The third season of the American science fiction dystopian television series Westworld (subtitled The New World) premiered on HBO on March 15, 2020, and concluded on May 3, 2020, consisting of eight episodes.

The television series was created by Jonathan Nolan and Lisa Joy, and it is based on the 1973 film of the same name, written and directed by Michael Crichton. The third season stars an ensemble cast led by Evan Rachel Wood, Thandiwe Newton, Jeffrey Wright, Tessa Thompson, newcomer Aaron Paul, and Ed Harris. Vincent Cassel is introduced as the main antagonist.

The third season initially received positive reviews from critics, though reception became mixed during the second half. Reviews praised the performances, visuals and change in tone from the first two seasons, but criticized the story, dialogue and pacing, as well as the perceived lack of thematic depth.

Plot summary
The third season takes place three months after the events of the second season, with Dolores having escaped Westworld along with a few processing cores ("pearls"), including Bernard's. Taking residence in neo-Los Angeles in 2053, Dolores develops a relationship with Caleb and comes to learn how artificial beings and lower-class humans are treated in the real world.

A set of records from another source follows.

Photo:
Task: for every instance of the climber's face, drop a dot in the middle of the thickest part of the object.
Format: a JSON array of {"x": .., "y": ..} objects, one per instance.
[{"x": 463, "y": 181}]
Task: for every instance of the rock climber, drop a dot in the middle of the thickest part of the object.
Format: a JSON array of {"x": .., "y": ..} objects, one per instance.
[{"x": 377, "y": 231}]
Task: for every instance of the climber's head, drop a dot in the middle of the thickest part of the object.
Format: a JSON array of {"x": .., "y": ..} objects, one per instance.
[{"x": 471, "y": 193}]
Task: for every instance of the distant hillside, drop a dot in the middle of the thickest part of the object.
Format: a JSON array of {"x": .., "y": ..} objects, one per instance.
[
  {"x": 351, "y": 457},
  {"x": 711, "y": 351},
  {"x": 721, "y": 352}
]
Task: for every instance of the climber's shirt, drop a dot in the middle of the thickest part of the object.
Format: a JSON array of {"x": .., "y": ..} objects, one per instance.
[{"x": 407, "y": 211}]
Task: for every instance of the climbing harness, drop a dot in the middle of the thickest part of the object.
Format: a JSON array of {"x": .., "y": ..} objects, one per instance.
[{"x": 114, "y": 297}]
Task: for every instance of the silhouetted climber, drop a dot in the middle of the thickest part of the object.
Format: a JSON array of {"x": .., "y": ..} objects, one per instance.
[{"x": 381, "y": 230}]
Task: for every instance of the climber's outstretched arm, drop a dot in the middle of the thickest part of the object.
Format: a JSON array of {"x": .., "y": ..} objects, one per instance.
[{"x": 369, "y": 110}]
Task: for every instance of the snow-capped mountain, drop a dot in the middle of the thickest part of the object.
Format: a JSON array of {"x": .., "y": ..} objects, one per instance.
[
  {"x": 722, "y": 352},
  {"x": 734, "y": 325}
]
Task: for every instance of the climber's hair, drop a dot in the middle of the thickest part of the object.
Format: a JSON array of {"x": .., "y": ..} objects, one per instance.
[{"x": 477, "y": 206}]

Meanwhile, Maeve finds herself in another part of the Delos park, one based on Fascist Italy during World War II. William, who also left Westworld at the end of the second season, is now haunted by visions of his daughter Emily and Dolores.

Cast and characters

Main
 Evan Rachel Wood as Dolores Abernathy
 Thandiwe Newton as Maeve Millay
 Jeffrey Wright as Bernard Lowe
 Tessa Thompson as Dolores Abernathy / Charlotte Hale
 Aaron Paul as Caleb Nichols
 Ed Harris as William
 Luke Hemsworth as Ashley Stubbs
 Simon Quarterman as Lee Sizemore
 Vincent Cassel as Engerraund Serac
 Angela Sarafyan as Clementine Pennyfeather 
 Tao Okamoto as Hanaryo

Recurring
 John Gallagher Jr. as Liam Dempsey Jr.
 Tommy Flanagan as Martin Connells / Dolores Abernathy
 Lena Waithe as Ash
 Scott Mescudi as Francis
 Marshawn Lynch as Giggles
 Pom Klementieff as Martel
 Russell Wong as Brompton
 Payman Maadi as Elliot
 Iddo Goldberg as Sebastian
 Enrico Colantoni as Whitman
 Jonathan Tucker as Major Craddock

Guest

 Rafi Gavron as Roderick
 Phoebe Tonkin as Penny
 Thomas Kretschmann as Gerald
 Wayne Péré as Therapist
 Michael Filipowich as Joe
 Charmin Lee as Joanna
 Rodrigo Santoro as Hector Escaton / Ettore
 Leonardo Nam as Felix Lutz
 Ptolemy Slocum as Sylvester
 D. B. Weiss as Dan
 David Benioff as Dave
 David Danipour as Benny
 Michael Ealy as Jake
 Nadine Lewington as Gerhart
 Jaxon Williams as Nathan
 Katy M. O'Brian as EMT
 Lawrence Adimora as Second EMT
 Derek Smith as Stanton
 Sol Landerman as Clyde
 Katja Herbers as Emily Grace
 Hiroyuki Sanada as Musashi / Sato (Dolores Abernathy)
 Elizabeth Anweis as The Mortician
 Adam Wang as Jiang
 Paul-Mikél Williams as Charlie
 Jefferson Mays as Liam Dempsey Sr.
 Alexandre Bar as young Serac
 Paul Cooper as Jean-Mi / Solomon
 Al Coronel as President Filo
 Bahia Haifi Gold as Dr. Greene
 Jimmi Simpson as young William
 Peter Mullan as James Delos
 Zayd Kiszonak as child William
 Siena Goines as Dr. Natasha Lang
 Louis Ferreira as Dr. Alpert
 Jasmyn Rae as Maeve's Daughter
 Clifton Collins Jr. as Lawrence Gonzalez (Dolores Abernathy)
 Gina Torres as Lauren
 Michael Rose as McClean

Episodes

Production

A third season of the series was announced on May 1, 2018. Production began on April 13, 2019. Parts of filming took place in Downtown Los Angeles and Singapore during June 14, 2019. 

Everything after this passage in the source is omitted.